結局日米両軍共相手に対して決定的な戦果を上げるには至りませんでしたが、勝利得点の関係で米軍の勝利に終わりました。最後の最後でデザイナーの意地を見せた形になった訳です。
連合軍
沈没:駆逐艦「オバノン」
中破:重巡「ポートランド」、駆逐艦「モンセン」「アーロンワード」
小破:駆逐艦「バートン」「ステレット」
沈没:駆逐艦「オバノン」
中破:重巡「ポートランド」、駆逐艦「モンセン」「アーロンワード」
小破:駆逐艦「バートン」「ステレット」
感想
細かいバランス調整の余地はあると思います。ただ、現状のままでも良いかな、という思いもあります。このシナリオ、全般的に連合軍が劣勢なことは否めませんが、今回の結果が示す通り連合軍側にも十分に勝機があるので、取りあえずこのままで行ってみます。最初に書いた通り対戦相手氏が海戦ゲームに詳しい方なのでかなり緊張した対戦でしたが、結論から書けば概ね好意的にご評価頂いたようです。海戦ゲーム、特に水上戦ゲームといえば「ノリ」でプレイするゲームが多い中、「これだけ頭を使う水上戦ゲームは初めてだ」とご評価頂いたのは望外の喜びでした(左の言葉には、一部私の個人的なバイアスがかかっています)。対戦相手氏は実は「アイアンボトムサウンド」(QD/HJ)の大ファン。「アイアンボトムサウンド」の影響が強い方の場合、なかなか本作の提示する海戦の姿を受け入れてくれないことがあるのですが(曰く「夜戦は殴り合いなのに、このゲームは殴り合いぽっくない」等)、今回の対戦相手氏は、そのあたりもちゃんと理解してご評価頂いたのが有難かったです。
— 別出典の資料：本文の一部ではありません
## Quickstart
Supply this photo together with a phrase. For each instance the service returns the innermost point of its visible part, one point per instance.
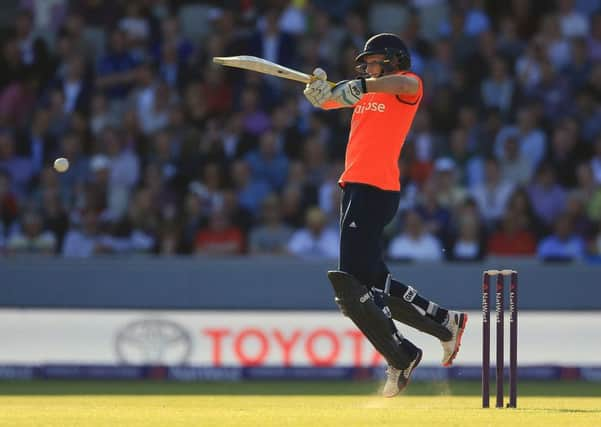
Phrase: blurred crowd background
(171, 154)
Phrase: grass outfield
(315, 404)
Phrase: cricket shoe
(398, 379)
(456, 324)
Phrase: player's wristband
(363, 84)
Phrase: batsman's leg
(357, 303)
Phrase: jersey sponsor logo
(376, 107)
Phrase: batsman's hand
(318, 91)
(349, 92)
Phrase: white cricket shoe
(398, 379)
(456, 324)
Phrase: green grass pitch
(284, 403)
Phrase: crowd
(171, 154)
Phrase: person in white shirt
(414, 243)
(315, 241)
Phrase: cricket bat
(260, 65)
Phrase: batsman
(385, 99)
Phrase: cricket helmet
(391, 46)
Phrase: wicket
(500, 330)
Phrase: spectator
(414, 243)
(150, 124)
(576, 210)
(512, 238)
(596, 160)
(571, 21)
(594, 38)
(55, 217)
(563, 244)
(268, 163)
(88, 240)
(314, 240)
(116, 70)
(171, 34)
(251, 191)
(75, 86)
(564, 154)
(515, 167)
(271, 43)
(531, 139)
(220, 237)
(547, 195)
(31, 238)
(450, 193)
(256, 121)
(466, 166)
(579, 68)
(79, 164)
(435, 217)
(272, 235)
(492, 195)
(19, 168)
(498, 89)
(468, 245)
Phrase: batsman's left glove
(349, 92)
(318, 91)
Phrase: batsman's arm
(330, 104)
(395, 84)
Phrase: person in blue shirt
(563, 244)
(117, 70)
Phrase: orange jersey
(379, 126)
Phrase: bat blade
(263, 66)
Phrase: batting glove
(349, 92)
(318, 91)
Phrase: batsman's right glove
(318, 91)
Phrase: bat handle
(312, 78)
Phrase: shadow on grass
(309, 388)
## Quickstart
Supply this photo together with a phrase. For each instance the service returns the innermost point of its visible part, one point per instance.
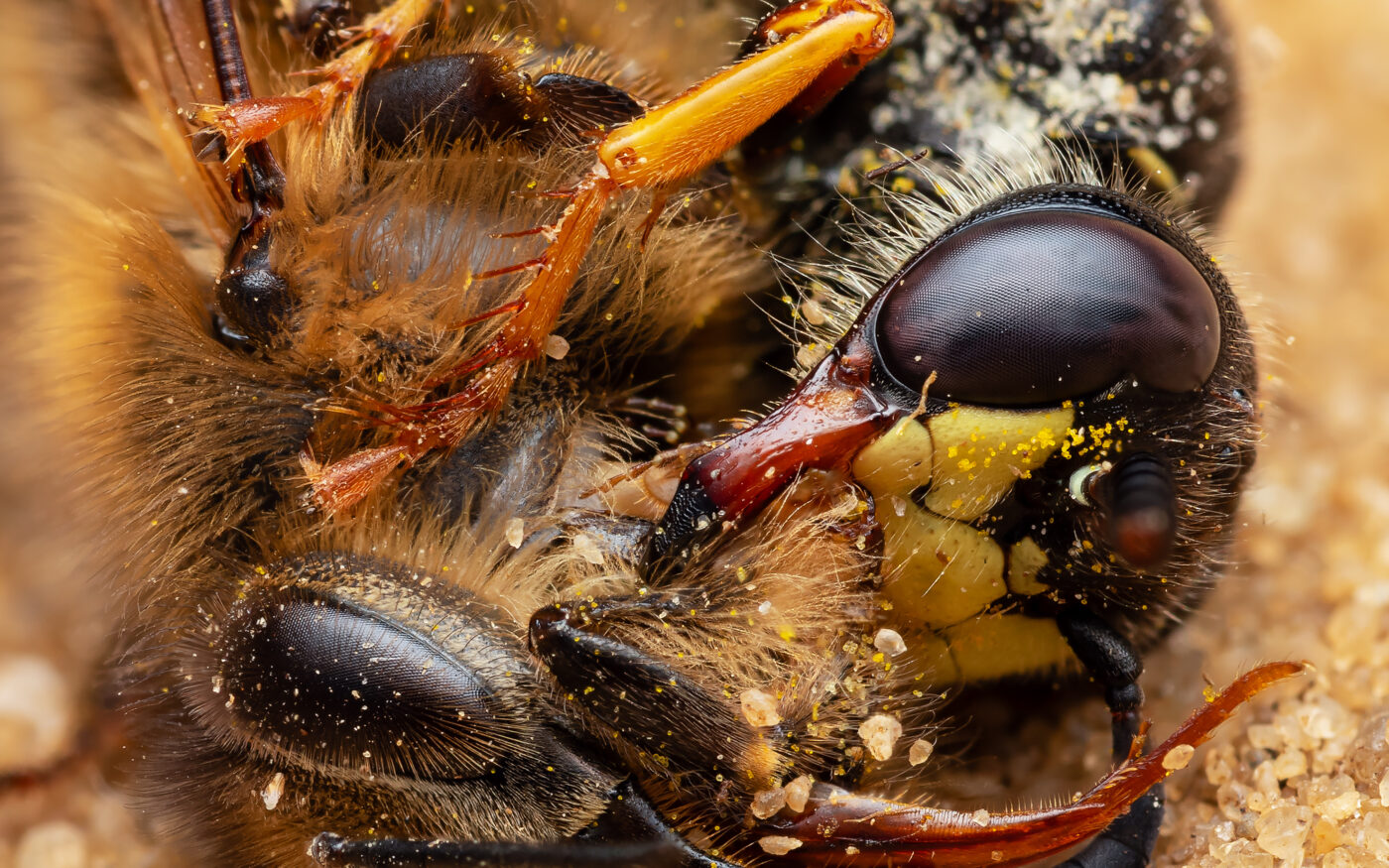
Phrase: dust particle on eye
(767, 803)
(274, 789)
(760, 707)
(587, 551)
(889, 642)
(1178, 757)
(920, 752)
(798, 794)
(556, 347)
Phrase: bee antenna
(264, 181)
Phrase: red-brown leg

無論、欠点が全くない訳ではなく、今回のプレイで何点か有益なご指摘を頂きました。
個艦名
ユニットはBB1、CA1等の汎用ではなく個艦名入りにした方が良い、とのご意見を複数の方から頂きました。これについては昨今の「艦コレ」ブーム(下名は「艦コレ」について殆ど知りませんが・・・)等を考えると尤もなご意見です。とはいっても戦艦、巡洋艦は兎に角として駆逐艦まで個艦名を入れると、ユニットを探すのが面倒になる。CTCSの「決戦、連合艦隊」のようにシナリオの数を絞り込んで、その代わりに駆逐艦を艦名入りでユニット化する手もありますが(シナリオの数を絞り込むことは、別の方からもアドバイスを頂きました)、折角作ったシナリオを捨てるのもデザイナーとしてはちょっと忍びない。今後本作が本格的に発売でもされることになればシナリオ絞り込みと駆逐艦の個艦名化を検討する必要が出てくるかもしれませんが、現時点では個艦名を入れるのは戦艦、巡洋艦クラスに絞りたいと思います。ヘクス径、ユニットサイズを大きくする
「ソロモン夜襲戦」は元々サンセット社の「聯合艦隊」のコンポーネントを流用して作成されていました。そのためヘクス径は通常の16mmサイズです。そこに艦艇ユニットを横長にすると、そのサイズは15mmx10mm程度となり、かなり小さい。対戦相手氏からコメント頂いたのは、ヘクス径を大きくし(20mm程度)、その分ユニットを大きくした方がマーカー等を置く際に都合が良いのではないか、ということでした。テストプレイ用については現状のままとしても、製品化する際にはヘクス径の拡大を考慮した方が良いかもしれません。
水平線
今回頂いたコメントの中で一番有益だったのかユニットデザインについて。「アイアンボトムサウンド方式が良い」という内容だったのですが、試しに作ってみると確かにこちらの方がカッコいい。以下に「アイアンボトムサウンド方式」にしたデザイン例を示します。次回からはこちらの方式で行こうかな?。

可変式指揮ポイント
指揮ポイントについては、かつて他の方から「指揮ポイントの獲得数は可変式にした方が良い」とアドバイスを受けたことがあります。そのことを今回の対戦相手氏にお話しした所、彼曰く「このままで良いのではないか」とのこと。本件については、かつてテストして頂いた別のプレイヤーの方からも同様のご意見を頂いているので、現状のままで行きたいと思います。何はともあれ、ゲーム業界の不毛な政治ゲームに巻き込まれて日の目を見ることなく消えていきそうな「ソロモン夜襲戦」。未だに○ンセットゲーム社には言いたいことが山ほどありますが、そんなことはどうでも良いから、この機会にどんな形でも良いから復活させてみたいと心から思いました。
今回の対戦にお付き合い頂いたSさん。どうもありがとうございました。